Qu’est-ce maintenant que le normal pour M. Durkheim ? C’est d’abord ce qui se fait ordinairement, communément. En tous temps, en tous lieux les mœurs communes ont été normales. L’homme normal c’est l’homme moyen qui ne choque ou ne scandalise personne, qu’on ne remarque pas, et dont on ne parle pas. Il y a cependant des cas où des façons d’agir extraordinaires peuvent être regardées comme normales, d’autres, en revanche, où des façons d’agir communes peuvent être regardées comme morbides. En effet, toute action, même quand elle se distingue du moyen et du commun, doit être regardée comme normale si elle se produit en suite de lois sociologiques bien constatées, s’il est possible, par le jeu seul de ces lois, d’en fournir l’explication. C’est le cas des inventions acceptables, le cas des actions généreuses et héroïques. Mais, toute action, même très fréquente, qui ne peut pas s’expliquer doit être regardée comme pathologique.
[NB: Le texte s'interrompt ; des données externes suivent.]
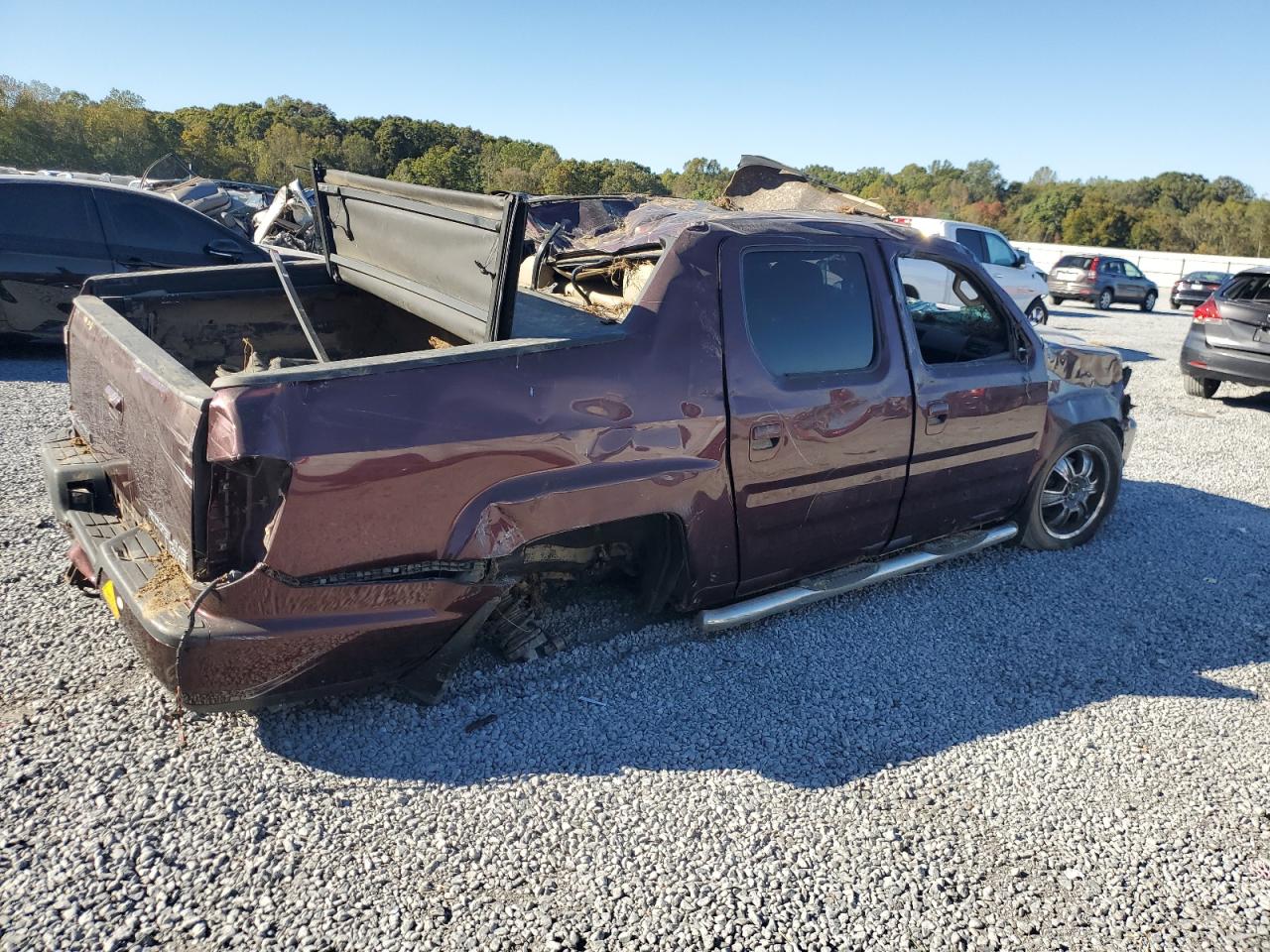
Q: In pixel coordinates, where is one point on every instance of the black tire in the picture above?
(1037, 312)
(1064, 512)
(1201, 386)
Ainsi il est normal qu’avec la civilisation, s’accroisse le nombre des suicides, mais cet accroissement a été, depuis un siècle, tellement rapide que cette rapidité même doit être considérée comme maladive. Car les lois sociologiques montrent que les phénomènes sociaux suivent une évolution lente et ne se prêtent pas à des accélérations hâtives. Il en est de même du divorce. Le crime, le suicide, le divorce sont des phénomènes normaux ; s’ils deviennent pathologiques c’est par la rapidité de leur accroissement. Il n’y a pas de société sans crimes, sans suicides, sans ruptures du lien conjugal : donc crime, suicide et divorce sont normaux. C’est le taux de ces actes qui est trop élevé et par suite pathologique, ce ne sont pas les actes eux-mêmes. Il devrait y en avoir, il doit y en avoir, mais il y en a trop. Il faut par conséquent refréner le divorce, le suicide et il faut punir le crime ; il convient d’endiguer ces faits pour les ramener à leur étiage normal ; mais, une fois cet étiage retrouvé, il ne faudra plus songer qu’à se préserver de l’inondation.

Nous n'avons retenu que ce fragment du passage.